Je ne te quitterai pas.
Attendre, il m’a fallu savoir attendre, et m’intégrer à la patience comme une fleur sous serre bénit la délivrance que lui offre un rayon de lumière. Il m’a fallu séjourner longuement dans le monde virtuel de la pensée pour supposer que la réalité s’en inspire. Puis, résolument, entêté, j’ai dû témoigner de ces sources originelles pour exorciser dans les siècles de granit tous les tremblements qui remuent encore nos terres et secouent nos mers. Une immense vague rassemblant toutes les autres s’est écrasée sur notre amour en sursis, et elle a ensevelit nos plus profondes crevasses.
Quelle lumière par-delà ton visage restituera la luisance de tes yeux ? L’heure a pelé comme une herbe jaunie. Ton absence dévore la pierre empilée sur l’horloge. Je ne te regarde plus. Ni devant, ni derrière. L’ombre se détourne. Une eau perpétuelle veille l’horizon. Des boucles échevelées tombent de ma bouche. Mon attende inaudible sonde la fiction. Noueux combats de la mémoire dévisageant le vide. Mon ombre est remplie par les histoires tonitruantes des fibres du monde.
Le vent bavarde gentiment dans les branches comme à l’automne. Le craquement inaudible des feuilles n’altère pas le ramage vert qui se transforme doucement en gouttes de souvenir. Le buisson de notre enfance s’est à jamais refermé, il est désormais étanche comme un miroir désaffecté. Le règne de la nuit berce le rêve silencieux des étoiles. Je t’écris sous la mer, les doigts rouillés comme un parapluie dont les baleines ne coulissent plus. Dans un fracas de fer et de mots ensorcelés, je me déplie sous l’algue légère où repose la beauté tranquille du bonheur. Une douce cicatrice des jours heureux laisse s’échapper le parfum attendri de nos misères. Ce qui était perdu dans le passé vibre maintenant sur la corde de ma voix.

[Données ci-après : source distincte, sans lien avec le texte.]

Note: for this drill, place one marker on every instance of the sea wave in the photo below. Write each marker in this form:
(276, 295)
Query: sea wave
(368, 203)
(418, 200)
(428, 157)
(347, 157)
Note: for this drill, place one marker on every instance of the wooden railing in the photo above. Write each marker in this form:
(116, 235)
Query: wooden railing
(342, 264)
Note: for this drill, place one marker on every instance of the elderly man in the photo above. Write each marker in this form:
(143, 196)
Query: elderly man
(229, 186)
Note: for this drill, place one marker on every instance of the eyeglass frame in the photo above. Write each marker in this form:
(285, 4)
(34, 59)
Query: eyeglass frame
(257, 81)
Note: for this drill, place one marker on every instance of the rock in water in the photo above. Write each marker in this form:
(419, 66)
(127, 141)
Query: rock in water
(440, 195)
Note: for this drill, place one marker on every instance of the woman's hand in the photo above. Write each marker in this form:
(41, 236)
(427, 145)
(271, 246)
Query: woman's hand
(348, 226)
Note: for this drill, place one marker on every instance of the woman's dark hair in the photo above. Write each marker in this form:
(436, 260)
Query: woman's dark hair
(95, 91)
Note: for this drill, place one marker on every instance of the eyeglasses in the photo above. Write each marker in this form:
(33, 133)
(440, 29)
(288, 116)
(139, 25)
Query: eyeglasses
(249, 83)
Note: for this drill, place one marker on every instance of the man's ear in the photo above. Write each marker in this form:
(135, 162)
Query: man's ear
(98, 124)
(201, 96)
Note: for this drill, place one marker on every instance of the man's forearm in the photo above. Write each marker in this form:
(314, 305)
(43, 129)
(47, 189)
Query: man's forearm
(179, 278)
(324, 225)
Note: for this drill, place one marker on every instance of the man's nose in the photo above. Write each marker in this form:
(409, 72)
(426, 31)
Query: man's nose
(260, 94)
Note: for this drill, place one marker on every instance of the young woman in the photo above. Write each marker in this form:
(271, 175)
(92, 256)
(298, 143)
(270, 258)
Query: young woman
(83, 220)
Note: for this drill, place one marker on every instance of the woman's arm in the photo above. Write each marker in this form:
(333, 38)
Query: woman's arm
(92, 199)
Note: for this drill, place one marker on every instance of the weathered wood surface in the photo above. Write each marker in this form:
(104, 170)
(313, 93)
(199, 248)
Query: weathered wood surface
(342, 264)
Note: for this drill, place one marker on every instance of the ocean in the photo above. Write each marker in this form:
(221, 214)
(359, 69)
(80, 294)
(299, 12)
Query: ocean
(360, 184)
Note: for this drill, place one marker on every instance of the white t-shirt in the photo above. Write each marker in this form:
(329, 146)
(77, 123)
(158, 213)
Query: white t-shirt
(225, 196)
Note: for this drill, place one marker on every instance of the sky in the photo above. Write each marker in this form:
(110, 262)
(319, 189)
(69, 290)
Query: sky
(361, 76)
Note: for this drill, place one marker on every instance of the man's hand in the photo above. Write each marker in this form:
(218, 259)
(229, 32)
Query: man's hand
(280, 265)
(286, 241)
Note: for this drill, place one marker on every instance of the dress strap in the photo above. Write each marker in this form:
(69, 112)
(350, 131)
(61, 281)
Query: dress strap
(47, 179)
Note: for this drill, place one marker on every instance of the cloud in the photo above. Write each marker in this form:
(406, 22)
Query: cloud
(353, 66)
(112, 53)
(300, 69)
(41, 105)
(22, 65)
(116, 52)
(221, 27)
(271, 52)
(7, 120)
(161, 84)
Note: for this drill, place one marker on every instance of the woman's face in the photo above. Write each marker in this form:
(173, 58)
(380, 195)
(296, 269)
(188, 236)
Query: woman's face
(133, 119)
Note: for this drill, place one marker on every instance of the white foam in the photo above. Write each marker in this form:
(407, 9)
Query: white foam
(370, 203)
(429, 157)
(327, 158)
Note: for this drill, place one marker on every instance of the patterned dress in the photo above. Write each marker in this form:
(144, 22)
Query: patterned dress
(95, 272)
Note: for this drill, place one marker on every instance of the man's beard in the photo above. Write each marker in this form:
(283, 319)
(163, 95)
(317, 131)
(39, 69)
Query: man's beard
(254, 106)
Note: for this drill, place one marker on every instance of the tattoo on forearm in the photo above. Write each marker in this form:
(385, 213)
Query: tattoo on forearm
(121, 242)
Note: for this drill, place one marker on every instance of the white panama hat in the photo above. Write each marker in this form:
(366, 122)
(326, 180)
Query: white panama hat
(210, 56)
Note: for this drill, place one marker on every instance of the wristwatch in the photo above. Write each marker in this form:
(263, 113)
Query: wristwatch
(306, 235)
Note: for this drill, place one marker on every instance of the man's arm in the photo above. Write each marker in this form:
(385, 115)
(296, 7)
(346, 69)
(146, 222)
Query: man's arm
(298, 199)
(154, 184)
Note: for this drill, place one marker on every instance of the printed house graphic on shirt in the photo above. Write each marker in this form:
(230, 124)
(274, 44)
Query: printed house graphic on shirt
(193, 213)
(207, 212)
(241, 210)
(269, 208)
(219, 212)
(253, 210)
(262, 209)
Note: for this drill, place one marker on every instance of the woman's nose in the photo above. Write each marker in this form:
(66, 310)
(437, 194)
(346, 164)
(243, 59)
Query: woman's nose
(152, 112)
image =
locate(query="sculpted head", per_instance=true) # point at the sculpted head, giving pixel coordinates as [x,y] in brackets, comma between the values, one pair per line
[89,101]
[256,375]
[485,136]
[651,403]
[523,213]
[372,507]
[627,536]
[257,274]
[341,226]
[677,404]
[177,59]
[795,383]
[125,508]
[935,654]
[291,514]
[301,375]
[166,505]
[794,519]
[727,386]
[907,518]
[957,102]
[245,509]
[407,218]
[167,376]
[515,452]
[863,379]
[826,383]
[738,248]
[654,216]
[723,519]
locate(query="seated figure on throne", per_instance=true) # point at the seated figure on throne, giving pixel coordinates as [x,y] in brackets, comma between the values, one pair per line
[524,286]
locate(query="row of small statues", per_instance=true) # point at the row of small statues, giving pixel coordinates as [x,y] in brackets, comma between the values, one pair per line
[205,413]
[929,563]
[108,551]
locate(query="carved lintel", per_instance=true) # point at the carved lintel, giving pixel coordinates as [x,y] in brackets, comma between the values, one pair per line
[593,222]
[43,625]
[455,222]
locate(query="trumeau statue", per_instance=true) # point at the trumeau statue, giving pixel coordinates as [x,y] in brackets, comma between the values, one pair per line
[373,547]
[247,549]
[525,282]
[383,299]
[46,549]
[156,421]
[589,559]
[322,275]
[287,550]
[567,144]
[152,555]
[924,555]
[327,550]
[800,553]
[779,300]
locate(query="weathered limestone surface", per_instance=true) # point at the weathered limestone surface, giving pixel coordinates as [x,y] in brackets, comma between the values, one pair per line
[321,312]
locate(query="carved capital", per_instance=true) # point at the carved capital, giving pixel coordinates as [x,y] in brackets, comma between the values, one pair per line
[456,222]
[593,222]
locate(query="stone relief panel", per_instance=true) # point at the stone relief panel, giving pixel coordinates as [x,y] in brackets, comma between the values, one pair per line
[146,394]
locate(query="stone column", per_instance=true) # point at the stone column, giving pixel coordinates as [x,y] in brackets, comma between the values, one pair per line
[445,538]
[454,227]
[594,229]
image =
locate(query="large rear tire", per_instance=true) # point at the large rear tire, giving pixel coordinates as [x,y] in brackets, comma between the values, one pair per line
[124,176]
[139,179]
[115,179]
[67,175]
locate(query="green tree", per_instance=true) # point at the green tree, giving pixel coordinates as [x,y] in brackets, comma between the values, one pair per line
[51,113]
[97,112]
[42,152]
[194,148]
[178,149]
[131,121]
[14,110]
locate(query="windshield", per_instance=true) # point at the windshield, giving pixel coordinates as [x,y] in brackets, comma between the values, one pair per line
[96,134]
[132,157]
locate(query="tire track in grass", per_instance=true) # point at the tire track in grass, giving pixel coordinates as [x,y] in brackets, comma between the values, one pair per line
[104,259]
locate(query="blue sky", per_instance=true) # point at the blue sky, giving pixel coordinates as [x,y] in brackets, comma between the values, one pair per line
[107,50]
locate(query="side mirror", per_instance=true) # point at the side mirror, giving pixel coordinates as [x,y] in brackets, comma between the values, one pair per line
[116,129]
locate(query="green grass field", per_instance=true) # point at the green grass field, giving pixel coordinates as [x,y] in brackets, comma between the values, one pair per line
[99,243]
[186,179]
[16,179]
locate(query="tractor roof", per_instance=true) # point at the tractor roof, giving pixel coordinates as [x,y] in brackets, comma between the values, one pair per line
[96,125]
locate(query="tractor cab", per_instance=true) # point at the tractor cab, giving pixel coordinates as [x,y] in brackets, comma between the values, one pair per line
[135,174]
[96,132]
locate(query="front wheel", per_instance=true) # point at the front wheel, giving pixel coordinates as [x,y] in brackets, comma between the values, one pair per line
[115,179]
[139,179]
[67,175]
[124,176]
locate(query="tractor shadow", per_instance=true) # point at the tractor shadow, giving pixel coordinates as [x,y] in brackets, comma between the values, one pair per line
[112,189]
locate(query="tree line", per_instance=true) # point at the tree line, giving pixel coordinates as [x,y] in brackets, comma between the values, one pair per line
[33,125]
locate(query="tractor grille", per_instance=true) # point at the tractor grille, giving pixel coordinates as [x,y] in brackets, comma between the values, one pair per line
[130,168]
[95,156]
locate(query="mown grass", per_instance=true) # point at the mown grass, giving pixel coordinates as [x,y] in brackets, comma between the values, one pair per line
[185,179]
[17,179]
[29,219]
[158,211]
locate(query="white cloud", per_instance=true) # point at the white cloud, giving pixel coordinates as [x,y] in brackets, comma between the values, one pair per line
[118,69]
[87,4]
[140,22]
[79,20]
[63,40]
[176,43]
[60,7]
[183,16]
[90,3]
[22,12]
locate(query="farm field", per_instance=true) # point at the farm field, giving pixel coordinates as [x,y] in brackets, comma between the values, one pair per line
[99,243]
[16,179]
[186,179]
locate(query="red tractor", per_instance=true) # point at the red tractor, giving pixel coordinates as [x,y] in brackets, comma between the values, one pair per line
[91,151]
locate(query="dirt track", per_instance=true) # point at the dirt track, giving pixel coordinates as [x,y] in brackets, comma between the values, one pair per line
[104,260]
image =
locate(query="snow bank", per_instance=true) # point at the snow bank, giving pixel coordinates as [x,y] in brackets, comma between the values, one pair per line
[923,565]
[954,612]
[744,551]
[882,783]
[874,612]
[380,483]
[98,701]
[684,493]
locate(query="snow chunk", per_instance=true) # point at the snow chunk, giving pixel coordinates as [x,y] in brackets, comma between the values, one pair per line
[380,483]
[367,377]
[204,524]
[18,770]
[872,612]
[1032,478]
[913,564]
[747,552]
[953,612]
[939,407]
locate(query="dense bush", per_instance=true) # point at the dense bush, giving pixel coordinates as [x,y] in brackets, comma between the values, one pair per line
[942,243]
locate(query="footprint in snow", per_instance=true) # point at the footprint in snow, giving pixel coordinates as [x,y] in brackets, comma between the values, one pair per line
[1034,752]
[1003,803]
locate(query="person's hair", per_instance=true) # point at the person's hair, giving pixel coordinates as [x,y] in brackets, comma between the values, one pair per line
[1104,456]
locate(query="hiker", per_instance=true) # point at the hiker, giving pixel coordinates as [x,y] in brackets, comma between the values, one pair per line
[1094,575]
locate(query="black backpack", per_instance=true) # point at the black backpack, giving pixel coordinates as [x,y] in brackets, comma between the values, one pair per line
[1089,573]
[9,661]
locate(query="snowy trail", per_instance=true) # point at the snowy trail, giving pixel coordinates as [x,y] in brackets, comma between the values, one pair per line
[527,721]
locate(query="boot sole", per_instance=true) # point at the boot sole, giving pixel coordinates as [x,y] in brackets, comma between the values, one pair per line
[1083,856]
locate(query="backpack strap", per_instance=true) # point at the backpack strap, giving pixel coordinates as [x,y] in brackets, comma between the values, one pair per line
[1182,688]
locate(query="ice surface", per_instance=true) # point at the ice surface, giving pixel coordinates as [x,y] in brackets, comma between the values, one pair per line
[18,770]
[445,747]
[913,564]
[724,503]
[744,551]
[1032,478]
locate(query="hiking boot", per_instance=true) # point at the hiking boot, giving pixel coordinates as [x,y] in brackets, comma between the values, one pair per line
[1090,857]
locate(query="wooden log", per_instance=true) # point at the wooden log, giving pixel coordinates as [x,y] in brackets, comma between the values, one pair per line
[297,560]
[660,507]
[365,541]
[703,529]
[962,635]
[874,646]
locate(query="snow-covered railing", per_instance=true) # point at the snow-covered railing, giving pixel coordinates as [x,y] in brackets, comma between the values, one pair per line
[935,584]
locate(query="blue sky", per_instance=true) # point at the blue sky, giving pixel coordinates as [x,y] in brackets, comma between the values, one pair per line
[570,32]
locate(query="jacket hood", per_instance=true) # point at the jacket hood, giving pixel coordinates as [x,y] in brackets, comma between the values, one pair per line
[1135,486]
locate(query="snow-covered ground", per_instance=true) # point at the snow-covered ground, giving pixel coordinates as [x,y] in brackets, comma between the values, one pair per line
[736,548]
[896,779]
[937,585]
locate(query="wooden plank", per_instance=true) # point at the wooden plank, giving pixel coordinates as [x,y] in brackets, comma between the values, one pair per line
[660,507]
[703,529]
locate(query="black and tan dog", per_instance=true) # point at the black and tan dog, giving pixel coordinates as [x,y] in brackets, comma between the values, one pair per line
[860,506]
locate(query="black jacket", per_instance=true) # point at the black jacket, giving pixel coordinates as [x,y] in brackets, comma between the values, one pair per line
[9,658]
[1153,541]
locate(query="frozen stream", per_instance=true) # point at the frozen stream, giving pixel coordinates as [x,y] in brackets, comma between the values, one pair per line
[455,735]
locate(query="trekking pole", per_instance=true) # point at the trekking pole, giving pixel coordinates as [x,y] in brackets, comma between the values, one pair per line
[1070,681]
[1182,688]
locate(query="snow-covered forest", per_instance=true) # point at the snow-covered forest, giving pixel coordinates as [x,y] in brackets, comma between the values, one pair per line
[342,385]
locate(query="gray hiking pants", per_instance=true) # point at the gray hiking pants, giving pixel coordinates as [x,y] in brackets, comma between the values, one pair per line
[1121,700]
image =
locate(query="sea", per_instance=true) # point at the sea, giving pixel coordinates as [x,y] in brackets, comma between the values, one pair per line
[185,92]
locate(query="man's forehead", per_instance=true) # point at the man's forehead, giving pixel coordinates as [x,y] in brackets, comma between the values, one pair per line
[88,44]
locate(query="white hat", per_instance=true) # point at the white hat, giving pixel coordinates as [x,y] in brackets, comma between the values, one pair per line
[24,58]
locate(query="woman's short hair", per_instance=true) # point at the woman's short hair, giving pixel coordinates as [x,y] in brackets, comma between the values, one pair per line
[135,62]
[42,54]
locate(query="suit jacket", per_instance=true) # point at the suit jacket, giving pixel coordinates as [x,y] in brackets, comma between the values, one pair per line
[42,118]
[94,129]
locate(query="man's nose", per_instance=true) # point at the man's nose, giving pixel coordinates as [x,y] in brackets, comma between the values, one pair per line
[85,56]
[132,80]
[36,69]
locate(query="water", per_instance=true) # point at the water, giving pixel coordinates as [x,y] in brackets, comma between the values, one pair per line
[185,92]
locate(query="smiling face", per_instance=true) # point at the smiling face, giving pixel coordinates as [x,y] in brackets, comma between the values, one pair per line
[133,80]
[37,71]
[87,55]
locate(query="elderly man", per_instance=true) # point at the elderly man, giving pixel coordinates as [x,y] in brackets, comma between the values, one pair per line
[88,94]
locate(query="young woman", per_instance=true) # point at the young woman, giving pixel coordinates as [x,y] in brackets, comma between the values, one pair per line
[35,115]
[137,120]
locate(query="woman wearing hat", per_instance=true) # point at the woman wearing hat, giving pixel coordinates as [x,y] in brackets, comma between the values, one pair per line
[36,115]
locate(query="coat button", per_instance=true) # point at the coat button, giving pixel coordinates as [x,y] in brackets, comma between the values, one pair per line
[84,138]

Dans cette vacance ininterrompue la solitude s’essouffle. Je suis tout entier englouti dans ce lieu dépeuplé qui accompagne l’égarement. La saison aux ramures d’ocre annonce sans appel la dissolution de la nature, c’est l’étreinte de nos dépouilles. Ton prénom laisse place à tes yeux dans lesquels j’ai construit l’alternance de mon désir à te savoir là, réduite à la seule expression concevable. Je m’assois enfin sous tes paupières, tranquille, comme un nourrisson repu du lait de sa mère. Et, sur la table de bois, je pose l’ébauche de sang que je porte dans mon cartable comme des étoiles brûlantes.
Le silence succède à ta voix et la musique est dépeuplée de notes. La mort refuse la prison du corps, elle dérape et piaille un peu comme une chorale de grenouilles sur une mare gelée. Lorsque j’écris, j’ouvre les pores du malin qui me gouverne et je puise à la fissure de mon orgueil. L’amour propre devance toute échappée langoureuse. La peur de mourir fissure l’édifice des certitudes. Il m’est égal de renoncer aux choses établies si la rupture des rayons du soleil m’accorde avec la plénitude des âmes défuntes.
Faudra t-il encore longtemps s’abandonner à des constructions douloureuses et à des fondations défaillantes ? J’entretiens l’étincelle d’une beauté qui m’échappe. Mon sang est le fleuve de dérélictions incontrôlables. Je sarcle et je bine mes racines et les ombres buveuses de sang percent ma chair. Je demeure vivant de mes vieilles peaux. Tes yeux sont des amphores trouées où je me répands comme la vibration qui naît d’un choc. Mais, tu le sais, je ne te quitterai pas sans préalablement avoir bu aux couleurs qui s’effondrent dans l’obscurité.